The Santa Cruz Wargamer has a tutorial on repairing a rules book with a broken binding.
Fans of Russian history may find this novel interesting: The White Terror and the Red: A Novel of Revolutionary Russia It dates to 1905 and is free because it’s out of copyright.
At first I thought that someone had made a mistake with the cover of this translation of the Iliad. But then I realized just how brilliant it is.
It’s an ambitious title, but military historian John Keegan is up to the task. In A History of Warfare, Keegan analyzes the role of warfare in society, and the progression of war through four “ages” which he characterizes as “stone, flesh, iron and fire.” Most interesting is that Keegan refutes von Clausewitz’s contention in “On War” that war is simply an extension of national policy. While this is not a book about any particular war or battle, the thoughtful wargamer will find this interesting for the ideas and questions it poses.

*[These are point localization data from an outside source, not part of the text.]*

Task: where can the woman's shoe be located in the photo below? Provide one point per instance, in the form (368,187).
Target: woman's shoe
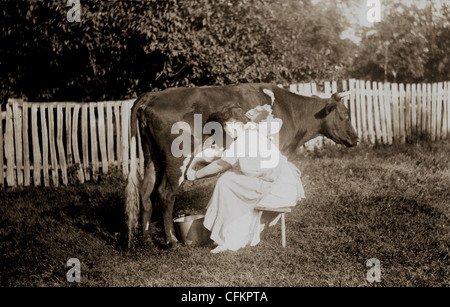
(219,249)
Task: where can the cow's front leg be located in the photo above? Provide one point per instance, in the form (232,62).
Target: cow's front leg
(168,220)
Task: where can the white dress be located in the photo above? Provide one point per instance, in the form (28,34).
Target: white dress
(261,175)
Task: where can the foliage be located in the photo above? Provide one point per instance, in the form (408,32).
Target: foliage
(122,48)
(410,44)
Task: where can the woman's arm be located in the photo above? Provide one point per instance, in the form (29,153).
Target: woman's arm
(213,168)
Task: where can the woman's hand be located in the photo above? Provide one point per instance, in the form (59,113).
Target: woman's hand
(190,174)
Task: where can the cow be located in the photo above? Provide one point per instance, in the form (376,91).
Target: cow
(155,113)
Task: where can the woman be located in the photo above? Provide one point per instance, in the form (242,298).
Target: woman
(255,173)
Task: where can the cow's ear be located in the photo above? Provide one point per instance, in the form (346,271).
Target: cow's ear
(325,111)
(330,107)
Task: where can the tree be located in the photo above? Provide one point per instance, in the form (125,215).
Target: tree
(122,48)
(408,45)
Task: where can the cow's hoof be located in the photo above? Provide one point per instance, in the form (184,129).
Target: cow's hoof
(173,244)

Historian Barbara Tuchman won her second Pulitzer Prize in 1971 for Stillwell and The American Experience In China My copy is a first edition hardback, but this great book fortunately is still available in paperback. Using “Vinegar Joe” Stillwell as the catalyst, Tuchman examines thirty years of US policy in China: from the end fo the Manchu Dynasty to Mao Tse-Tung. The book offers insight to a number of military operations, from the Chinese Warlords of the 1920s to the Pacific War of the 1940s. If the movie “The Sand Pebbles” has ever caught your imagination, this book is sure to do the same.